The research group's analysis of sulfur-rich minerals, called sulphides, in diamonds mined in Sierra Leone, indicates that the region experienced two subduction events during its history.
They could make this determination because the chemistry of the sulfide mineral grains was only seen in soil samples for more than 2.5 billion years ago – before oxygen became so abundant in our planet's atmosphere. This means that sulfur in these mineral integrations must once exist on the surface of the earth and then be drawn down into the mantle by subduction.

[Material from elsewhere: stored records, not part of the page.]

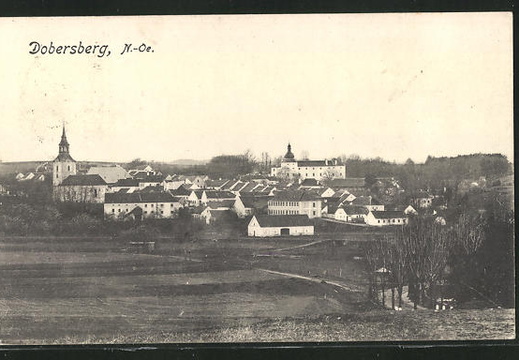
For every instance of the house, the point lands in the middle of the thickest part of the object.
(129, 185)
(151, 180)
(216, 184)
(422, 200)
(81, 189)
(216, 195)
(280, 225)
(368, 202)
(356, 214)
(291, 169)
(249, 205)
(385, 218)
(170, 184)
(295, 202)
(151, 204)
(142, 171)
(309, 183)
(350, 184)
(110, 174)
(216, 211)
(326, 192)
(410, 211)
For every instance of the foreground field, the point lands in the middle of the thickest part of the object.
(97, 290)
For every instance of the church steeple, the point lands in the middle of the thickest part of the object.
(64, 145)
(63, 165)
(289, 156)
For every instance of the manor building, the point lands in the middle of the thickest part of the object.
(293, 169)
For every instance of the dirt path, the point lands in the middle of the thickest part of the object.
(317, 280)
(300, 246)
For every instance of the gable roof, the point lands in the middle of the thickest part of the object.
(355, 210)
(220, 204)
(283, 220)
(309, 163)
(127, 182)
(181, 191)
(309, 182)
(347, 183)
(83, 180)
(139, 197)
(296, 195)
(64, 157)
(362, 200)
(388, 214)
(217, 194)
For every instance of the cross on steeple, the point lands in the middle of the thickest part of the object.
(64, 145)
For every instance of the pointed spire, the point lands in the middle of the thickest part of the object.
(289, 156)
(63, 145)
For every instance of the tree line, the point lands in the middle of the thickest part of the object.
(474, 253)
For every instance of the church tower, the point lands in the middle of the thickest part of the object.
(63, 165)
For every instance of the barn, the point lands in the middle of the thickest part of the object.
(280, 225)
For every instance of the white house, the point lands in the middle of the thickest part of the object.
(81, 189)
(385, 218)
(303, 169)
(351, 213)
(280, 225)
(149, 204)
(296, 202)
(110, 174)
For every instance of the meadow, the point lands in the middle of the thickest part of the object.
(102, 290)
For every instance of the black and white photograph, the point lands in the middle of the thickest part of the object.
(270, 178)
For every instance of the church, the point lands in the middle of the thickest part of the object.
(319, 170)
(68, 186)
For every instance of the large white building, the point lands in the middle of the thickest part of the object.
(280, 225)
(297, 202)
(316, 169)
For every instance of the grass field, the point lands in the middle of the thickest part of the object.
(81, 290)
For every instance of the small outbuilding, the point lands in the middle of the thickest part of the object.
(280, 225)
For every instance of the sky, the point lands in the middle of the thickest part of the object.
(394, 86)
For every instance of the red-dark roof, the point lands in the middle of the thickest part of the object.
(388, 214)
(126, 182)
(296, 195)
(348, 183)
(216, 194)
(83, 180)
(139, 197)
(283, 220)
(355, 210)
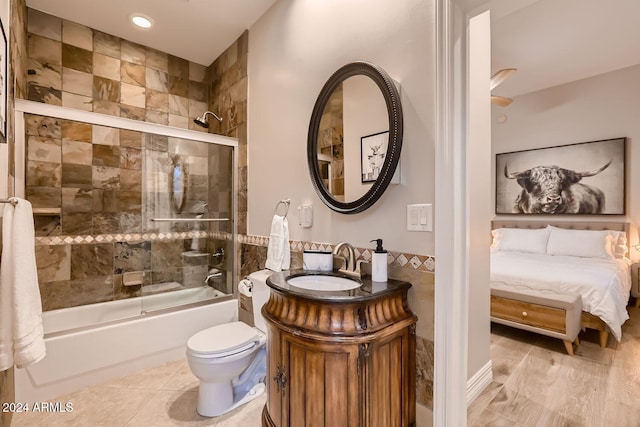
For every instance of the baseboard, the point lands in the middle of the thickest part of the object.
(477, 383)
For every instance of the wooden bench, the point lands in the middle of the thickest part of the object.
(554, 315)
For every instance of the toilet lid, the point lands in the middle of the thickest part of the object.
(223, 339)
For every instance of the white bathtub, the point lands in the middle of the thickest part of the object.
(83, 350)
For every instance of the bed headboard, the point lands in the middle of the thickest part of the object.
(584, 225)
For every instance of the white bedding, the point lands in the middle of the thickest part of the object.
(603, 283)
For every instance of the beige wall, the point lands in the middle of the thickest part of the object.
(293, 49)
(13, 17)
(596, 108)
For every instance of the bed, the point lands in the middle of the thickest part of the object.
(558, 278)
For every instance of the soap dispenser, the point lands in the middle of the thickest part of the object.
(379, 263)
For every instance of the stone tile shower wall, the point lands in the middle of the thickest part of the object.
(94, 203)
(78, 67)
(86, 181)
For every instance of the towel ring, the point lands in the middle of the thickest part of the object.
(286, 203)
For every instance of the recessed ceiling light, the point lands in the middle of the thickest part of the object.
(141, 20)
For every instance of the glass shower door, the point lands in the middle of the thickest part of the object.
(188, 213)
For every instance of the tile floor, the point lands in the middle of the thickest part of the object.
(165, 395)
(535, 383)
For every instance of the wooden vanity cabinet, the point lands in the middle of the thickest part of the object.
(340, 363)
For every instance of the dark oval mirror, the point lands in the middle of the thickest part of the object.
(355, 137)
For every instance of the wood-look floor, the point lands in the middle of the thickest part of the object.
(535, 382)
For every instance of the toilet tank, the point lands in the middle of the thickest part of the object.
(260, 295)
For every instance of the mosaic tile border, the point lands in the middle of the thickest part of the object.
(398, 259)
(129, 237)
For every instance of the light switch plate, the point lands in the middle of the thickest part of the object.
(420, 217)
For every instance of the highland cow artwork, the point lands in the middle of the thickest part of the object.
(577, 179)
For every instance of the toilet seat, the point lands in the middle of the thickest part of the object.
(223, 340)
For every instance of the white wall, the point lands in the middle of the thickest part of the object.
(600, 107)
(293, 49)
(479, 210)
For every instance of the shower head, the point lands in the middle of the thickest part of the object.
(202, 120)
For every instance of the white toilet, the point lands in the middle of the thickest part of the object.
(230, 359)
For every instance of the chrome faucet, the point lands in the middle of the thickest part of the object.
(350, 260)
(211, 275)
(351, 267)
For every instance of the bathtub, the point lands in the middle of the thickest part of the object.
(91, 344)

The team's comparison with Botswana diamonds showed similar evidence of keel formation by subduction. However, comparison with diamonds mined from northern Canada does not show the same sulfur chemistry, which means that the sheath hook in this region originates in some way that did not contain surface material.
The group's results indicate that thickening and stabilization of the mantle body during the West African continent occurred when this part of the mantle was pressed by collision with the sinking seabed material. This method of keel thickening and continental stabilization is not responsible for forming the keel during some of northern Canada. The sulphide minerals in Canadian diamonds do not tell the researchers how this keel was formed, just how it did.
"Our work shows that sulfide integrations in diamonds are a powerful tool for investigating the continent's construction processes," Smit concluded. 19659003] This work was supported by GIA, the University of Alberta, NSF and Carnegie. It is a contribution to the Deep Carbon Observatory.